During the service, student Regine Lane read the closing excerpt from one of King’s most well known speeches — the iconic “I Have a Dream” speech delivered on August 28, 1963 at the Lincoln Memorial in Washington, D.C. as part of the March on Washington for Jobs and Freedom.
“When we allow freedom to ring-when we let it ring from every city and every hamlet, from every state and every city, we will be able to speed up that day when all of God’s children, black men and white men, Jews and Gentiles, Protestants and Catholics, will be able to join hands and sing in the words of the old Negro spiritual,
‘Free at last, Free at last, Great God almighty, we are free at last!” she read.
Norma B. Burgess, dean of the College of Liberal Arts & Sciences, shared an excerpt from King’s final speech — known as “I’ve Been to the Mountain Top” — in Memphis, delivered on April 3, 1968, at the Bishop Charles Mason Temple.
“Well, I don't know what will happen now; we've got some difficult days ahead,” Burgess read. “But it really doesn't matter with me now, because I've been to the mountaintop. And I don't mind. Like anybody, I would like to live a long life—longevity has its place. But I'm not concerned about that now. I just want to do God's will.”
“And He’s allowed me to go up to the mountain. And I've looked over, and I've seen the Promised Land. I may not get there with you. But I want you to know tonight, that we, as a people, will get to the Promised Land,” she continued to read. “And so I'm happy tonight; I'm not worried about anything; I'm not fearing any man. Mine eyes have seen the glory of the coming of the Lord.”
Following the reading, the remembrance service moved to the Allen Bell Tower plaza. Participants gathered around the tower as Donna King, assistant professor of music and university carillonneur, played the hymn “Precious Lord, Take My Hand” on the carillon.
At 6:01 p.m., the time that King was assassinated, the bell tolled 39 times to represent his age at the time of his death.
Nicole Nixon, a sophomore contemporary music student from Germany, said the reflection service brought one word to mind. “Hope,” she said.
“Remembering what Martin Luther King did was a very special moment today,” said Kiana Carter, a sophomore English literature major from Nashville.
Shadani Fleming, a sophomore graphic design major from the Caribbean, agreed.
“It is very special that Lipscomb took time out today for a service in remembrance of Dr. King and the influence he had,” said Fleming.
Deranique Jones, a freshman biology major from Italy, said taking a moment to reflect on the impact of Dr. King “is very important.”
“Especially as this is the 50th anniversary of his assassination, it’s good to take time to look back at all that he has done to advance human rights in general and also as a faith-based institution to recognize not just him as a leader in the Civil Rights Movement but also for his work as a pastor and all that he has done for this country,” said Jones.

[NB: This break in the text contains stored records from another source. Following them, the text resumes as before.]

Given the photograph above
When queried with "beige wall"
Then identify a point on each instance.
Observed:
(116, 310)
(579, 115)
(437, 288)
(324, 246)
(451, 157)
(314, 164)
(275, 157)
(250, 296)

Rachel Solomon said she thinks that stopping to reflect on King’s death is about “motivation.”
“I think today shows us that we are better than what we were, but there is still work to be done and places to be,” said Solomon, strategic communication major from Nashville. “It gives me motivation as a sophomore to realize that I can make a difference. Hearing about the sit-ins and realizing that they were my age. It just shows me that you have to be a certain age and have certain credentials to make a difference.”
Eden Melles, a freshman political science major from Florida, said that marking the anniversary of King’s death has an impact on the future.
“Today sets a precedent for the future,” she said, “so we know how to move forward. Also, given the climate of the country and relationships today, it shows us at a time when it’s hard sometimes to have hope for the future, that to take time to reflect on how far we’ve come helps to recharge us and to let us know that it is possible especially having someone like Dr. King as an example. It helps to know that these things are attainable. It shows what can be done in someone’s lifetime.”